Failed test of morality: Festival excludes Israeli conductor Lahav Shani

The Flanders Festival Ghent, a festival featuring classical and world music, 50,000 visitors, and around 1,500 artists, begins on Friday. However, one artist previously on the program, whose performance was even considered one of the highlights, has now been dropped. It is Israeli conductor Lahav Shani, who was scheduled to perform with the Munich Philharmonic, whose chief conductor he will become from 2026 .
The statement published on the festival website states that although Lahav Shani has spoken out in favor of peace and reconciliation on several occasions in the past, given his role as chief conductor of the Israel Philharmonic Orchestra, the festival “cannot gain sufficient clarity about his position toward the genocidal regime.”
These are sentences that take your breath away. Lahav Shani was disinvited because he is chief conductor of an orchestra considered a representative of Israel in the cultural sphere. It was probably enough in Ghent that this orchestra had the word "Israel" in its name. And there, Israel is reduced to the country that commits genocide. The disinvitation follows the logic of the boycott, which allows no differentiation or allows itself to ignore it.
It begins with the history of the Israel Philharmonic Orchestra. It was founded in 1936 by violinist Bronislaw Hubermann; at the time, it was called the Palestine Symphony Orchestra. Its musicians were primarily German; in 1935, the last "non-Aryan" musicians had been dismissed by Nazi Germany. What a powerful reminder of what Israel is—the country built by Jews who fled the Holocaust to Palestine.
Sure, the cancellation stems from justified outrage and despair over what's happening in Gaza, the crimes the Israeli government is committing there. It's still wrong, though. In Ghent, they want to be on the right side of history, but the friend-enemy mentality has apparently become so prevalent that Israelis, as people with different attitudes, are no longer even present, or at least they no longer play a role. This is essentially also evident from the festival's statement.
Wolfram Weimer calls the exclusion of Lahav Shani a disgrace for EuropeThe decision was made "based on our deepest conviction that music should be a source of connection and reconciliation," they say. And that's exactly how Lahav Shani understands his art. He's a bridge-builder; otherwise, he would never have conducted the West-Eastern Divan Orchestra, founded by Daniel Barenboim as a reconciliation project, featuring Arab and Jewish musicians who work for a peaceful solution to the Middle East conflict.
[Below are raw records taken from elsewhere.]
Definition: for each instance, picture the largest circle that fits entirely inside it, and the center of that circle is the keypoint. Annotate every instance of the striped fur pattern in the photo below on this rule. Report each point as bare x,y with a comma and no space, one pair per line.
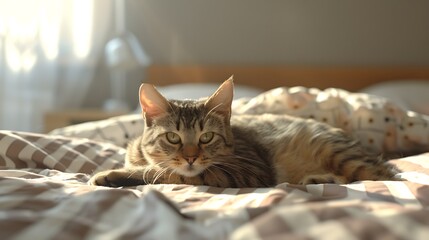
198,142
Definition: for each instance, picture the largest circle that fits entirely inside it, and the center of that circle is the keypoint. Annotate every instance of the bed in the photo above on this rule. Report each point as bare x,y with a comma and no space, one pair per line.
45,195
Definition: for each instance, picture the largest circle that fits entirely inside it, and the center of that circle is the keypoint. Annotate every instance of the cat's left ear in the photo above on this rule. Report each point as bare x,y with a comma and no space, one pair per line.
153,104
220,101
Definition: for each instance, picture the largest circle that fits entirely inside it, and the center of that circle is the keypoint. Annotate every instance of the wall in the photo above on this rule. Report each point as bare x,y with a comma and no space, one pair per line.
365,32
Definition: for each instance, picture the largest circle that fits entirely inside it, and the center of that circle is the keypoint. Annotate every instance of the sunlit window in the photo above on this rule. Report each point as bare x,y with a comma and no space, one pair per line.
82,27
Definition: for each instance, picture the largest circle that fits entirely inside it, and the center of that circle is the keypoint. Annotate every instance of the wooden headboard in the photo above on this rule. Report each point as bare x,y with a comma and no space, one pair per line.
268,77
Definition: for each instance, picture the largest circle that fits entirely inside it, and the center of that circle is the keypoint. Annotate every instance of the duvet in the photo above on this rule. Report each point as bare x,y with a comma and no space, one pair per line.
44,192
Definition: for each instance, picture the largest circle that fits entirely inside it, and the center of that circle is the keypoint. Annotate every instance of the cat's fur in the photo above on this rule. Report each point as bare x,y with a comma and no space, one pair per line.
198,142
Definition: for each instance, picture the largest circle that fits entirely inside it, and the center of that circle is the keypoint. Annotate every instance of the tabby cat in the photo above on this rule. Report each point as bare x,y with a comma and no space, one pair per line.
199,142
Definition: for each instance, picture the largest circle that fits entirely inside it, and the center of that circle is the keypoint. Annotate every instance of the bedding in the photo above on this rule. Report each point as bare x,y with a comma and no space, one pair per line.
45,195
There were outraged reactions in Germany: Minister of State for Culture Wolfram Weimer called Lahav Shani's disinvitation a "disgrace for Europe," and the Bavarian anti-Semitism commissioner described it as antisemitic. A spokeswoman for the festival told the Berliner Zeitung that the issue was neither about the conductor himself nor about his being Jewish or from Israel, but solely about his role with the Israel Philharmonic Orchestra, which the spokeswoman described as Israel's national orchestra. The festival management had spoken with Lahav Shani several times and had not received any clear information from him about his political stance – conversations one would not want to imagine.
This attitude check is reminiscent of Germany's treatment of Russian artists, especially Anna Netrebko , who were expected to clearly distance themselves from Putin and condemn the invasion of Ukraine after February 2022 in order to continue to be employed there. However, Lahav Shani, who has lived in Berlin for several years, has never shown himself to be on Netanyahu 's side in this way.
Shani's concert would likely have been disrupted, and in Ghent, they could have said, "We can handle it." But with the support of the city council and the Belgian Minister of Culture, they decided to hold Lahav Shani collectively liable.